Jenny Seagrove Blasts Animal Experiments In New PETA Ad
For Immediate Release:
21st July 2008
Contact:
Alistair Currie: 020 7357 9229 ext 245; [email protected]
Sam Glover: 020 7357 9229 ext 229; [email protected]
London – Grasping the bars from inside a jail cell next to the tagline “I Am Not a Guinea Pig”, respected actor Jenny Seagrove stars in a brand-new ad from People for the Ethical Treatment of Animals (PETA). The ad (attached) – which debuts to mark the Home Office’s release today of the animal experimentation statistics for 2007, showing a 6% rise on 2006 – goes on to say, “As many as 92% of drugs that pass animal trials fail in humans. Animals and people are different – except when it comes to feeling fear and pain”.

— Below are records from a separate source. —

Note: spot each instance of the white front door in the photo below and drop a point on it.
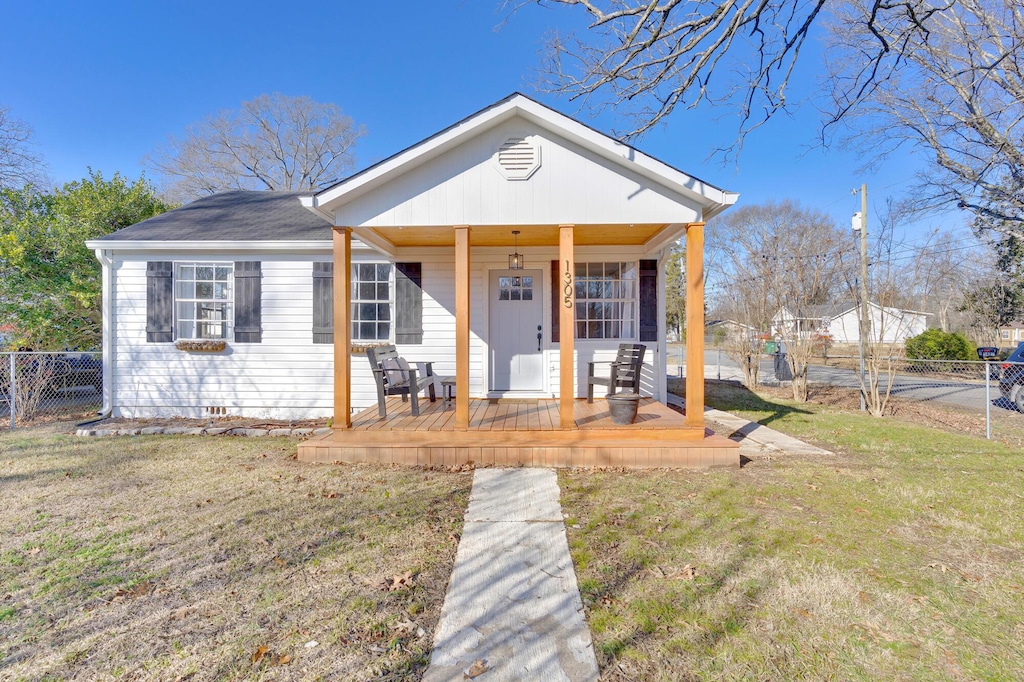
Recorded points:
(516, 333)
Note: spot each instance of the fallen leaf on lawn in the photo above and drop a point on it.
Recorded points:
(478, 668)
(687, 572)
(399, 582)
(404, 627)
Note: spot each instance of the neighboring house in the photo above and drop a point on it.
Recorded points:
(1012, 334)
(227, 304)
(840, 323)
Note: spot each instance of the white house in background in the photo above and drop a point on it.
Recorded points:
(1012, 334)
(839, 322)
(225, 306)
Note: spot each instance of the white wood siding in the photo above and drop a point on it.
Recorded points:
(285, 377)
(465, 186)
(289, 377)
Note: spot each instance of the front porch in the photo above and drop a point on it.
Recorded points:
(522, 433)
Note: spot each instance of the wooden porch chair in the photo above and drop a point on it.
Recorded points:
(625, 372)
(394, 376)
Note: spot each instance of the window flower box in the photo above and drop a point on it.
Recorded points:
(204, 346)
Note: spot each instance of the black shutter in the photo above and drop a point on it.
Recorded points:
(323, 302)
(556, 299)
(409, 303)
(648, 300)
(248, 305)
(159, 301)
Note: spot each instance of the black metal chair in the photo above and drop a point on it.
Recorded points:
(625, 371)
(394, 376)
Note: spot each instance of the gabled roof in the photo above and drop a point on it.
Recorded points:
(713, 200)
(238, 215)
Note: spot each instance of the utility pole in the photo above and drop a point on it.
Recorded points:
(865, 323)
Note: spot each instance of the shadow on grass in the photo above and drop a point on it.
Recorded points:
(733, 396)
(735, 601)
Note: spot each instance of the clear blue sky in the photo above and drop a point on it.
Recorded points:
(103, 83)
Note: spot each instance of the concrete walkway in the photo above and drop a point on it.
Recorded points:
(513, 607)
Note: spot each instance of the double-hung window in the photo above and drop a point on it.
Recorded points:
(606, 300)
(372, 301)
(203, 300)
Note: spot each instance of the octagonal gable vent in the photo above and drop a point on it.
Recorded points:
(517, 159)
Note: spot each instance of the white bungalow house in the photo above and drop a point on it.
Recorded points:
(229, 305)
(839, 322)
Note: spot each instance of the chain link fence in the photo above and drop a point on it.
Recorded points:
(992, 389)
(37, 387)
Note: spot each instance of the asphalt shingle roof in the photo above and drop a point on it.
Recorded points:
(235, 215)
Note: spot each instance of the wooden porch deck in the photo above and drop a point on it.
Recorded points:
(522, 433)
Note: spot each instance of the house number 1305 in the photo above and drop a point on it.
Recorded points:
(567, 289)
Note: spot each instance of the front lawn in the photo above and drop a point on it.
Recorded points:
(202, 558)
(898, 558)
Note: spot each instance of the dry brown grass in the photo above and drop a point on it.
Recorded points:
(171, 557)
(898, 558)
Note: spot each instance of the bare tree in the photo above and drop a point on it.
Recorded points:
(943, 76)
(955, 92)
(19, 163)
(782, 258)
(271, 142)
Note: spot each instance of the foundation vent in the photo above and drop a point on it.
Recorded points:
(518, 159)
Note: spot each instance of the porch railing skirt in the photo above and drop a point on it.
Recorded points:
(524, 434)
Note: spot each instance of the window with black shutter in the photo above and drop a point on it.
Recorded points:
(372, 303)
(323, 302)
(159, 301)
(248, 301)
(648, 300)
(409, 303)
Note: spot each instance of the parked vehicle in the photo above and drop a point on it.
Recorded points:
(1012, 379)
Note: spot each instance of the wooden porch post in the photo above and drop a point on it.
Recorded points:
(566, 326)
(462, 275)
(694, 325)
(342, 328)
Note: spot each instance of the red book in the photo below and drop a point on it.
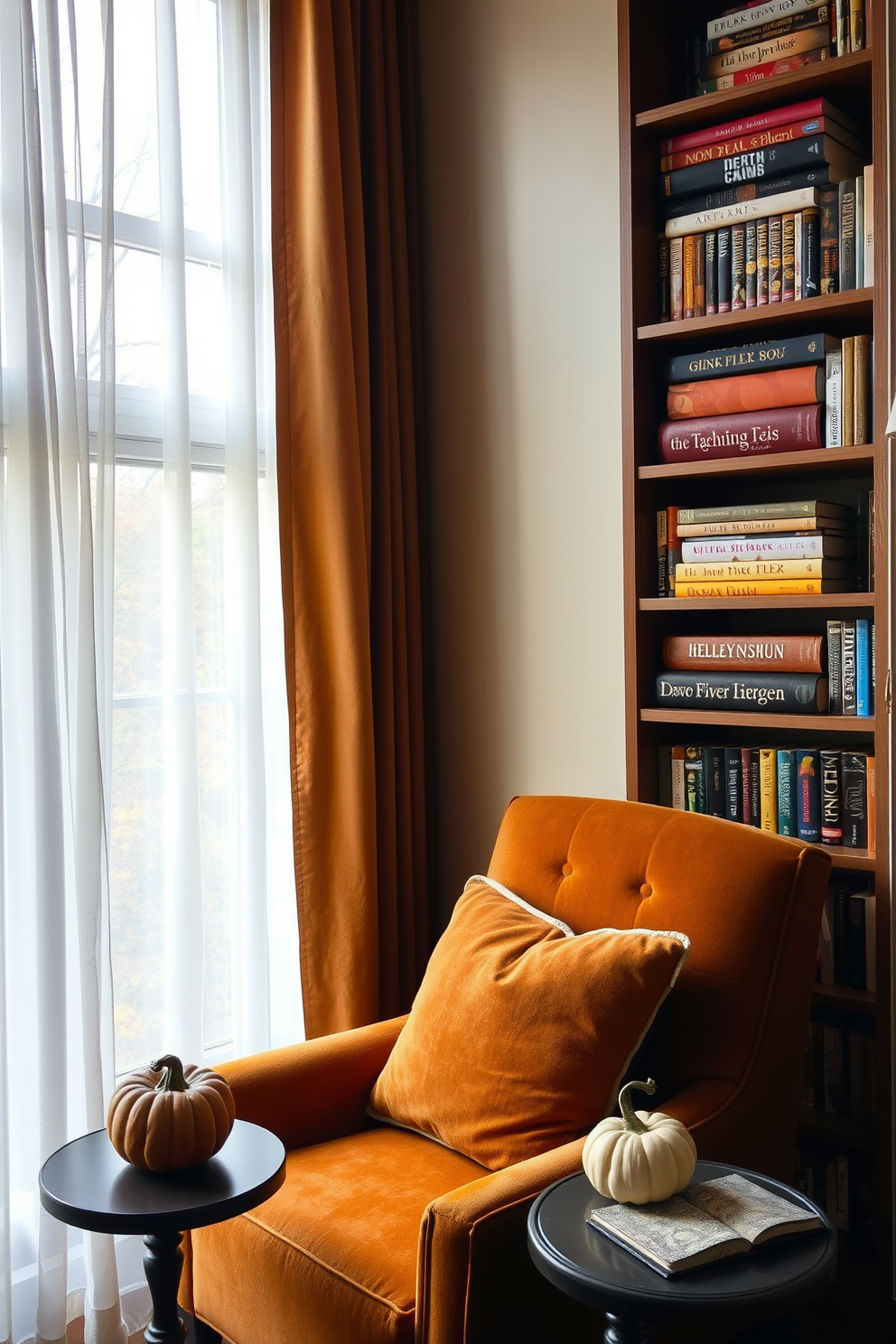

Seagrove’s illustrious career spans more than three decades and includes starring roles in a multitude of hits – from the 1983 film classic Local Hero to the recent BBC drama series Judge John Deed. “I don’t believe there is a place for vivisection in our modern society for several reasons”, says Seagrove in her exclusive interview with PETA . “[Animal testing] is unreliable. There are so many other ways of testing drugs – in these days of computers, micro testing, tissue cultures, etc, that using sentient beings is totally unnecessary.”
Released today, the official Home Office figures for 2007 show over 3.1 million animals used in laboratories in 2007 in over 3.2 million procedures – 6% up on 2006, itself the highest figure since 1992. Animal experiments in the UK were reduced by half between the 1970s and 1997, but since 2000, the numbers have been rising. Just last year, PETA released a public opinion poll conducted by YouGov showing that more than half of the British public agreed that the government should have a strategy to reduce the number of animals used in experiments.
Animals in laboratories are shocked, infected, burned, poisoned and surgically mutilated in experiments which cannot reliably predict human responses. US Food and Drug Administration figures show that 92 per cent of drugs which pass animal trials are found to be unsafe or ineffective in human trials and never reach the market.
Seagrove says, “[W]ith all the other various means of testing that modern science offers, it is bewildering to read that vivisection continues”.